Sunday, August 28, 2016

Biography with body parts

The Knife Man:
Blood, Body Snatching, and the Birth of Modern Surgery 

by
Unless you're a student of the history of medicine, John Hunter is the most important man you've never heard of.  He was so far ahead of his time (1728-1793) that his discoveries were assimilated into science without public notice or newspaper fanfare, despite his renown--and disrenown--among his colleagues. When he observed that bloodletting frequently weakened the subject and slowed recovery, he pretty much discontinued it except at the insistence of the patient. He demonstrated that the mothers' and fetus' blood supply were distinct and did not conjoin; credit for which discovery was taken by someone else--his brother.  His research on animal and human anatomy caused him to predate Darwin in recognizing evolution, even if he didn't coin a catchy title or deduce how it operated.

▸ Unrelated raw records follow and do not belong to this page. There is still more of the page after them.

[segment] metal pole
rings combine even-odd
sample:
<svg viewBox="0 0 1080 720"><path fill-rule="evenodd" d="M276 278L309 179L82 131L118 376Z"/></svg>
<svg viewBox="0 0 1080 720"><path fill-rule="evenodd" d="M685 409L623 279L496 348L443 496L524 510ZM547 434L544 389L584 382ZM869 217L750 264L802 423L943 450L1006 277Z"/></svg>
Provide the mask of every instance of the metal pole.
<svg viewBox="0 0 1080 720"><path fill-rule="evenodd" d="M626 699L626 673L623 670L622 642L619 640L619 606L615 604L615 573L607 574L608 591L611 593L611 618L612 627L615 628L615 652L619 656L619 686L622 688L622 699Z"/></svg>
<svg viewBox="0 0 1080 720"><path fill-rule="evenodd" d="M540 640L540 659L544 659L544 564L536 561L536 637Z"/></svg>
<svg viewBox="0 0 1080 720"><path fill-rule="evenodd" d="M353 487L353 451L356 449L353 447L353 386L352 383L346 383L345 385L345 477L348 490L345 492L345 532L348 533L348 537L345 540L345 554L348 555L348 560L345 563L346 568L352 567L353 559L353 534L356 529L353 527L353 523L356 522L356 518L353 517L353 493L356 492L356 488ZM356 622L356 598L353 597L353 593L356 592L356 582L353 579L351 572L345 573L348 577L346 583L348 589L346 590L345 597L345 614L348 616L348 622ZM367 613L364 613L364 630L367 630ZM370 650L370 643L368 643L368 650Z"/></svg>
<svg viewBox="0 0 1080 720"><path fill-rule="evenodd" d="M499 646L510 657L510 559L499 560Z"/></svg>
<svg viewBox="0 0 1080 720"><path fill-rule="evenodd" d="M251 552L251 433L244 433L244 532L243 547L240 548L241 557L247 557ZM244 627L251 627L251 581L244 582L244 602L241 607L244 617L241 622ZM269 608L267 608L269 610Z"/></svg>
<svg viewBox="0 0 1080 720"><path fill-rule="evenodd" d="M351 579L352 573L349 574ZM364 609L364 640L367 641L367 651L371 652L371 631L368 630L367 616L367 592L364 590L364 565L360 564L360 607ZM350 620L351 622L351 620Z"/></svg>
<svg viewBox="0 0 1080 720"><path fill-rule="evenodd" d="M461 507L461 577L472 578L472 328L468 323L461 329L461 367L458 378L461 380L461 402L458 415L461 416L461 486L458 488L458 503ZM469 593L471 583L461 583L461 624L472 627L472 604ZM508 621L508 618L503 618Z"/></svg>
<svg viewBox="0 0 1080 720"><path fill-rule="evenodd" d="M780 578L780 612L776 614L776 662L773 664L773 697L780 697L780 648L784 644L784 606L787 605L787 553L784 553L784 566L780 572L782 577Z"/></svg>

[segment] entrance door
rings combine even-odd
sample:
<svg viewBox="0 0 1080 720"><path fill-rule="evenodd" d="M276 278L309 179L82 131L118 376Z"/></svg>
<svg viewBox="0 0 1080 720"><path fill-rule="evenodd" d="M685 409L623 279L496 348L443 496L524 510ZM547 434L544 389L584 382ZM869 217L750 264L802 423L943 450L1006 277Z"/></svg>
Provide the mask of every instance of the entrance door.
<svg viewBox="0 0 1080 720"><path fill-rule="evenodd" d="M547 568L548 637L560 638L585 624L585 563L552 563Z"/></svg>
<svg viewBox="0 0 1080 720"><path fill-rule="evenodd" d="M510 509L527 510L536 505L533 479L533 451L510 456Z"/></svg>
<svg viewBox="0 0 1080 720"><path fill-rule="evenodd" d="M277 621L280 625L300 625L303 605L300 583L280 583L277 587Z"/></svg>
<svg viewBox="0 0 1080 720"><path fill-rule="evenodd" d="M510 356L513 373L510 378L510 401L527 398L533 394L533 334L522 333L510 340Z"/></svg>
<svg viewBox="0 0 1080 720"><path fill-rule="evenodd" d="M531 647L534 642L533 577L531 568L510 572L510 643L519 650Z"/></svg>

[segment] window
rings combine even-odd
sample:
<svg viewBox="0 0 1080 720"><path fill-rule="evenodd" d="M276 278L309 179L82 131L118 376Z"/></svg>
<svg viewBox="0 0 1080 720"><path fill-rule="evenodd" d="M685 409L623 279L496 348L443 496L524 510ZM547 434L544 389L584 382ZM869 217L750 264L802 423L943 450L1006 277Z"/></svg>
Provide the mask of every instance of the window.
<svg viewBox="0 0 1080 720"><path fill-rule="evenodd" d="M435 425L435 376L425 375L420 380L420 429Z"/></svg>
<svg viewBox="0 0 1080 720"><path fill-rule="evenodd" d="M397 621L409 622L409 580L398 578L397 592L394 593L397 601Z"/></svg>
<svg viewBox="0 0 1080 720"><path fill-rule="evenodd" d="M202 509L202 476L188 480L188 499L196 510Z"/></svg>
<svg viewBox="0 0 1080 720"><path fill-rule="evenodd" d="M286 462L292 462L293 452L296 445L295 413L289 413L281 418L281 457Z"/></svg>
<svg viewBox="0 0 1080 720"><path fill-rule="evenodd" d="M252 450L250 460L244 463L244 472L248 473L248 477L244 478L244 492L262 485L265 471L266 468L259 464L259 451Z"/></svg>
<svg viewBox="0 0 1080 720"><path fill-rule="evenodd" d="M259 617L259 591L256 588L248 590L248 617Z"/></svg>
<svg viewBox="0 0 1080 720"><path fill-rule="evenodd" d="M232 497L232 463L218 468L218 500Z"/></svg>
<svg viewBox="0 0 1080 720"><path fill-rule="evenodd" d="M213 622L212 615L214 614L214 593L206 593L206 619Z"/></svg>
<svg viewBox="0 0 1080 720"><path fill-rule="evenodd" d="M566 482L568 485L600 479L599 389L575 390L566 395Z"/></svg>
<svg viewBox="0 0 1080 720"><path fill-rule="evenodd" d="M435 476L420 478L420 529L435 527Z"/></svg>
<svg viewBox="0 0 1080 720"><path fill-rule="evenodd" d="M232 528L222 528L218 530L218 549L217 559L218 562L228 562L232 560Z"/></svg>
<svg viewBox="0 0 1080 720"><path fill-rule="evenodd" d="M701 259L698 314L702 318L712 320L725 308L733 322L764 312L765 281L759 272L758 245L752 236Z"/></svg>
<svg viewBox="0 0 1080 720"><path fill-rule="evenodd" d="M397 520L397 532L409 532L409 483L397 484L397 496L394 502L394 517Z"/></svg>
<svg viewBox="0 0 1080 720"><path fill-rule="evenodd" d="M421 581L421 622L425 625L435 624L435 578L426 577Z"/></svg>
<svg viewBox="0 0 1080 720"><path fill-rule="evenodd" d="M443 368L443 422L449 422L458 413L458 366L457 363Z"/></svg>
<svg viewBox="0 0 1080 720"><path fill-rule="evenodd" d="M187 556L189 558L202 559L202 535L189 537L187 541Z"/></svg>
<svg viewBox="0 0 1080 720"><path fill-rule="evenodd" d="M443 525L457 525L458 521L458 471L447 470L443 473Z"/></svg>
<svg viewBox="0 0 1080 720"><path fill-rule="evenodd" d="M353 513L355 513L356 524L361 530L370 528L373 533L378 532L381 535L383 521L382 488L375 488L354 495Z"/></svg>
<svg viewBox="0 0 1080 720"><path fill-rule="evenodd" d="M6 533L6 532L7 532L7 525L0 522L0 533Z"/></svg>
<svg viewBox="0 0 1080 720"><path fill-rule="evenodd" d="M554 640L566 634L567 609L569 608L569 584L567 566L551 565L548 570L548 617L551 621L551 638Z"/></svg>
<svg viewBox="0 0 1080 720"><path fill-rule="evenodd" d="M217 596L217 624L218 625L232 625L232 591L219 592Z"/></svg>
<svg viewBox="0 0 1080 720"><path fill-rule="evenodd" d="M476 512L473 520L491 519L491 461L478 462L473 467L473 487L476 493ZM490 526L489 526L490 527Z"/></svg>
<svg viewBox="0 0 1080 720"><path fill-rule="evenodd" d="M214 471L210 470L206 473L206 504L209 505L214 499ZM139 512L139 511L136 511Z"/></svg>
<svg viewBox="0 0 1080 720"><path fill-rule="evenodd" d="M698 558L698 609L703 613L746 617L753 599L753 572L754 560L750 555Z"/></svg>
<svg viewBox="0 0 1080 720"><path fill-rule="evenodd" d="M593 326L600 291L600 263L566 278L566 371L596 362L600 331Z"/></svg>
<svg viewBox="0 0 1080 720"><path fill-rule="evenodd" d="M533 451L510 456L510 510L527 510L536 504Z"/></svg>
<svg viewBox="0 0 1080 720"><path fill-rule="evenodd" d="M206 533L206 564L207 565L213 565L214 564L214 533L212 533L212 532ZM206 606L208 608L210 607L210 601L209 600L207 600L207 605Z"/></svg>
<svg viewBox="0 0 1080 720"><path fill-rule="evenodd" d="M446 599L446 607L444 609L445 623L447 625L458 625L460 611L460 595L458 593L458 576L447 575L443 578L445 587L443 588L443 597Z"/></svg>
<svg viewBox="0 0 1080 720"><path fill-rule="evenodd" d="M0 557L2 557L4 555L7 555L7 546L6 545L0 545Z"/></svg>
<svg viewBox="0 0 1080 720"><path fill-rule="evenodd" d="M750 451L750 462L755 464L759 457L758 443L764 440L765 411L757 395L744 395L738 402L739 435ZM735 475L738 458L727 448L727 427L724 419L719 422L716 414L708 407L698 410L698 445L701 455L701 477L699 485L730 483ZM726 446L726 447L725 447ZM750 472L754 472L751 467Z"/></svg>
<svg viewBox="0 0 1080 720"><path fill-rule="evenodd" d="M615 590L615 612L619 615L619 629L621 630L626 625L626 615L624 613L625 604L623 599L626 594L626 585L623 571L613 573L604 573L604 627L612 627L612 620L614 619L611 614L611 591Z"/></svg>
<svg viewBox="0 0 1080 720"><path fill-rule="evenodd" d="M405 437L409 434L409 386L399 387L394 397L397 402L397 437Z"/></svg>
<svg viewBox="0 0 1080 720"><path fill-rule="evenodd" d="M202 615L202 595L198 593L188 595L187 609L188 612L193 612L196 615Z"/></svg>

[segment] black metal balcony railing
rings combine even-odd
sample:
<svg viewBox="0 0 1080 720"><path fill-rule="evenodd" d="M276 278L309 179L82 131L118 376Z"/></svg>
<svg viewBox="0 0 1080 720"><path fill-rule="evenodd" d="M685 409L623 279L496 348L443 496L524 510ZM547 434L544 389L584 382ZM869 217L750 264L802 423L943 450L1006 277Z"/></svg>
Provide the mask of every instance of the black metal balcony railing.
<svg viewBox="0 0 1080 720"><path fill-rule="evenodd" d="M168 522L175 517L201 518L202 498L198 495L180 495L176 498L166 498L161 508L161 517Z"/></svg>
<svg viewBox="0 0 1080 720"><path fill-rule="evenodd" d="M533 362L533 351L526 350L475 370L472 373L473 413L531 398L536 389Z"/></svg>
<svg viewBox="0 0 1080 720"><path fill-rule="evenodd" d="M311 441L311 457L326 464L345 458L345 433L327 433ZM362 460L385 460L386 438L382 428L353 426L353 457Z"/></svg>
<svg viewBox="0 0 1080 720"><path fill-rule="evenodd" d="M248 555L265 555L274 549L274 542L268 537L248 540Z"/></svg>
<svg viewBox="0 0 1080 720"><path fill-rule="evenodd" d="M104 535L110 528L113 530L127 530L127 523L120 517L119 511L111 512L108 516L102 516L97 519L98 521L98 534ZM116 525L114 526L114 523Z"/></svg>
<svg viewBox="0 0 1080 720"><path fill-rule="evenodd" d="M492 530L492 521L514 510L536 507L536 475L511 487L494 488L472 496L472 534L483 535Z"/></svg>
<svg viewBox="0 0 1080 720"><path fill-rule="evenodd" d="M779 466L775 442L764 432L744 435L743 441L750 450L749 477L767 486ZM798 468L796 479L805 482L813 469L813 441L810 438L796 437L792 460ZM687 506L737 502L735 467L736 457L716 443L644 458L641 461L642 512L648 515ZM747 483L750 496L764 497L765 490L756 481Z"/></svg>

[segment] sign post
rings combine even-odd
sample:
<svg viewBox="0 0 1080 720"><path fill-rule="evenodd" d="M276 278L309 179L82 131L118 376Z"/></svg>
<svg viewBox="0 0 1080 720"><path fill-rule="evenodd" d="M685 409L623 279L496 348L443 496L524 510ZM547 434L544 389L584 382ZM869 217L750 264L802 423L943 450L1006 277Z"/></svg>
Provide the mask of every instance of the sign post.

Even if you're not a science geek, this is a fascinating biography. He began his career as a cadaver hound for his brother, the surgeon William Hunter.  Cadavers were hard to come by in those days--people clung fervently to their dead. I wouldn't have thought it, seeing how many more dead they used to have back then, but of course many believed in resurrection of the body and all were distrustful of the surgeon's knife. Probably fear of witchcraft entered into it.

He ended his career as he'd begun it, with little fanfare and lots of long hours of hard work. And he left behind a monumental collection of specimens and beasties and sometimes even specimens of beasties--what a museum that must have been.  (And still is--the Hunterian Museum at the Royal College of Surgeons houses it.)